December 20, 2016

Latar Belakang Perubahan Undang-Undang tentang ITE



Pada saat Perubahan Undang-Undang Nomor 11 Tahun 2008 tentang Informasi dan Transaksi Elektronik atau baisa disingkat UU ITE disahkan Dunia Maya dan para netizen agak gaduh. Hmm betul bahwa UU ITE tahun 2008 dilakukan perubahan dengan Undang-Undang Nomor 19 Tahun 2016 tentang Perubahan atas Undang-Undang Nomor 11 Tahun 2008 tentang Informasi dan Transaksi Elektronik. Namun tentu ada latar belakang dan pertimbangan khusus dilakukannya perubahan tersebut. Oh iya Untuk kepentingan penulisan artikel ini akan Ibu Marlekum menyebutkan nama undang-undangnya dengan singkatan UU Perubahan ITE ya.



Agar tidak salah paham dan memang seharusnya kita memahami langsung isi dari UU Perubahan ITE tersebut tentu akan lebih baik jika Sobat Marlekum membaca dan memahami langsung teks undang-undangnya.
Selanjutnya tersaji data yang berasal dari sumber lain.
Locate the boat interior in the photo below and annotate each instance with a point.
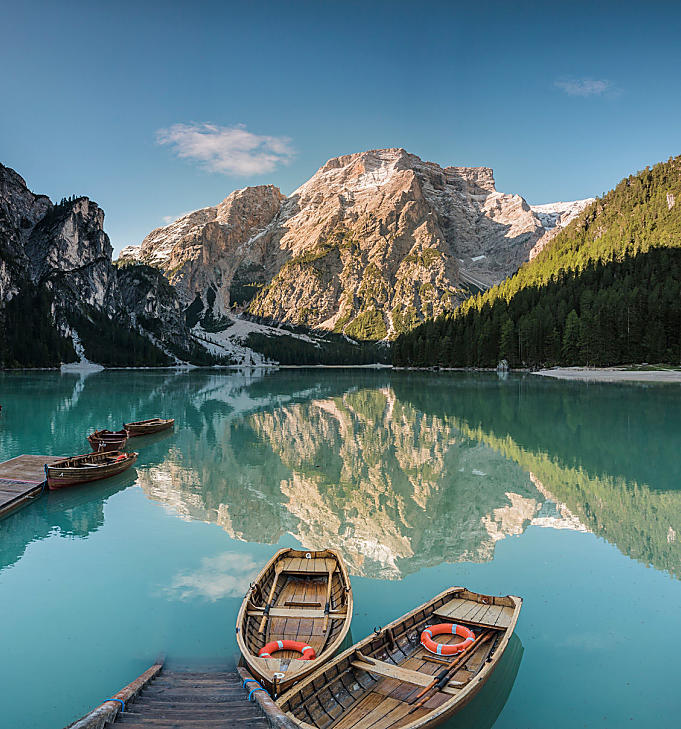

Jadi tidak terjadi semacam "lost in translation" gitu kan ya?

Untuk memudahkan pemahaman alangkah lebih baik kita mengetahui latar belakang dilakukan perubahan terhadap UU ITE. Secara normatif latar belakangnya bisa kita lihat dalam konsideran menimbang dari UU Perubahan ITE dan Penjelasan Umumnya lhoo.

UU ITE  (tahun 2008) merupakan undang-undang pertama di bidang Teknologi Informasi dan Transaksi Elektronik sebagai produk legislasi yang sangat dibutuhkan dan telah menjadi pionir yang meletakkan dasar pengaturan di bidang pemanfaatan Teknologi Informasi dan Transaksi Elektronik. Akan tetapi, dalam kenyataannya, implementasi dari UU ITE mengalami beberapa persoalan.
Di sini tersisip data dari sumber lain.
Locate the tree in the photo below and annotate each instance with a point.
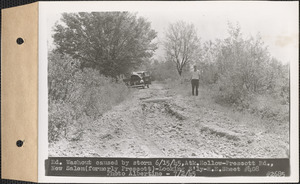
(111, 42)
(181, 44)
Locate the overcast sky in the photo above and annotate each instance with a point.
(277, 22)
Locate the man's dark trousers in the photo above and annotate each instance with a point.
(195, 84)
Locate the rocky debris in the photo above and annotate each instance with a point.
(155, 124)
(219, 131)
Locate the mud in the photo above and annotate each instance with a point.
(156, 123)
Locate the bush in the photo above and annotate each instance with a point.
(77, 97)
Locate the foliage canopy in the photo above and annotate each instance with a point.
(110, 42)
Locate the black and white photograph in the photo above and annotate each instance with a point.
(197, 82)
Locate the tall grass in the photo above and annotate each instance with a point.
(77, 97)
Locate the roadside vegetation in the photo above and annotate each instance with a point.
(237, 72)
(92, 52)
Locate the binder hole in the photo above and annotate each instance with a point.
(20, 41)
(19, 143)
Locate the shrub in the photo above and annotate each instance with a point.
(77, 97)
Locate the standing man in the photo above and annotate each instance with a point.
(195, 80)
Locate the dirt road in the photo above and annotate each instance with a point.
(158, 123)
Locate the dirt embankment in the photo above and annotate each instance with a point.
(157, 123)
Pertama, terhadap UU ITE  telah diajukan beberapa kali uji materiil di Mahkamah Konstitusi (MK) dengan Putusan MK Nomor 50/PUU-VI/2008, Nomor 2/PUU-VII/2009, Nomor 5/PUU-VIII/2010, dan Nomor 20/PUU-XIV/2016. Sesuai dengan peraturan maka harus dilakukan penyesuaian terkait dengan Putusan MK terhadap pasal-pasal di dalamnya. 
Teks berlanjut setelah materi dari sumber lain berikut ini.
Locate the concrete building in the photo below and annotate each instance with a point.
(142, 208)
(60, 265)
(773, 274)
Berdasarkan Putusan MK Nomor 50/PUU-VI/2008 dan Nomor 2/PUU-VII/2009, tindak pidana penghinaan dan pencemaran nama baik dalam bidang Informasi Elektronik dan Transaksi Elektronik bukan semata-mata sebagai tindak pidana umum, melainkan sebagai delik aduan. Penegasan mengenai delik aduan dimaksudkan agar selaras dengan asas kepastian hukum dan rasa keadilan masyarakat.

Berdasarkan Putusan MK Nomor 5/PUU-VIII/2010, MK berpendapat bahwa kegiatan dan kewenangan penyadapan merupakan hal yang sangat sensitif karena di satu sisi merupakan pembatasan hak asasi manusia, tetapi di sisi lain memiliki aspek kepentingan hukum. Oleh karena itu, pengaturan (regulation) mengenai legalitas penyadapan harus dibentuk dan diformulasikan secara tepat sesuai dengan Undang-Undang Dasar Negara Republik Indonesia Tahun 1945. 

Di samping itu, Mahkamah berpendapat bahwa karena penyadapan merupakan pelanggaran atas hak asasi manusia sebagaimana ditegaskan dalam Pasal 28J ayat (2) Undang-Undang Dasar Negara Republik Indonesia Tahun 1945, sangat wajar dan sudah sepatutnya jika negara ingin menyimpangi hak privasi warga negara tersebut, negara haruslah menyimpanginya dalam bentuk undang-undang dan bukan dalam bentuk peraturan pemerintah.

Selain itu, berdasarkan Putusan MK Nomor 20/PUU-XIV/2016, MK berpendapat bahwa untuk mencegah terjadinya perbedaan penafsiran terhadap Pasal 5 ayat (1) dan ayat (2) UU ITE, Mahkamah menegaskan bahwa setiap intersepsi harus dilakukan secara sah, terlebih lagi dalam rangka penegakan hukum. Oleh karena itu, Mahkamah dalam amar putusannya menambahkan kata atau frasa “khususnya” terhadap frasa “Informasi Elektronik dan/atau Dokumen Elektronik”. 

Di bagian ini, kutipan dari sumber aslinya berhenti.